Introduction
This Python script extracts text content from webpages and saves it to separate files. It utilizes libraries like requests
and BeautifulSoup
for efficient web scraping and HTML parsing. Useful to create datasheet for ML or AI Training.
Disclaimer
- Ethical Use: It's crucial to adhere to the terms of service and robots.txt guidelines of the websites you intend to scrape. Respecting these guidelines ensures responsible and ethical use of this script.

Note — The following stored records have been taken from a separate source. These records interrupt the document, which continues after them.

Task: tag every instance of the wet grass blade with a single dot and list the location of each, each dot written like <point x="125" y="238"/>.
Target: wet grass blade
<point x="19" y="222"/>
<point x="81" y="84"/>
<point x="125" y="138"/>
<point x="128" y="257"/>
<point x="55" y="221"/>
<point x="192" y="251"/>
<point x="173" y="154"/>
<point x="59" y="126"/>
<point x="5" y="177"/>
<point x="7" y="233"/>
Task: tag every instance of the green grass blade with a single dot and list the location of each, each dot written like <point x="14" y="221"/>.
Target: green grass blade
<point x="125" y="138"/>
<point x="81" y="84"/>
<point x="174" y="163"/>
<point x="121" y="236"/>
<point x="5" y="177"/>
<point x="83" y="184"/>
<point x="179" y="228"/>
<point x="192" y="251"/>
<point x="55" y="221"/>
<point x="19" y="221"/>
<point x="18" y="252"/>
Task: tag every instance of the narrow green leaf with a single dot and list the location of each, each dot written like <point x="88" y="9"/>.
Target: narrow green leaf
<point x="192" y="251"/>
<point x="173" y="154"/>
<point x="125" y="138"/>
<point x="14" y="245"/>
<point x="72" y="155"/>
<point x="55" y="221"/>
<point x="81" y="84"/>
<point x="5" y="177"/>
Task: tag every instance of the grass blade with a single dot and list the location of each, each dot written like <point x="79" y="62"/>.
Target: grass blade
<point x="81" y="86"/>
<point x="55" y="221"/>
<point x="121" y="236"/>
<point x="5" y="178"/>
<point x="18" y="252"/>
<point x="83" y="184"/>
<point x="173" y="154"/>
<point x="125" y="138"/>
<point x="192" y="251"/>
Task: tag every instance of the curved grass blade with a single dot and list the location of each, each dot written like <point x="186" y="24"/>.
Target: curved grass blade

- No Warranties: This script is provided "as is" without any express or implied warranties. The author disclaims any liability for any damages arising from its use.
License
This project is licensed under the MIT License. Refer to the LICENSE
file for the full terms.
Installation
-
Clone the Repository:
git clone https://github.com/akumathedynd/python-webpage-2-txt-web2txt.git
-
Install Dependencies:
Navigate to the project directory and install required libraries using pip:
cd python-webpage-2-txt-web2txt pip install requests beautifulsoup4
Usage
1. Prepare a Text File (urls.txt):
Create a file named urls.txt
in the project directory. List each website URL you want to scrape on separate lines.
2. Run the Script:
Execute the script using Python:
python main.py
Output
- The script creates a directory named
output_dir
(you can modify this name) to store extracted text files. - Each file is named after the corresponding webpage URL, ensuring traceability.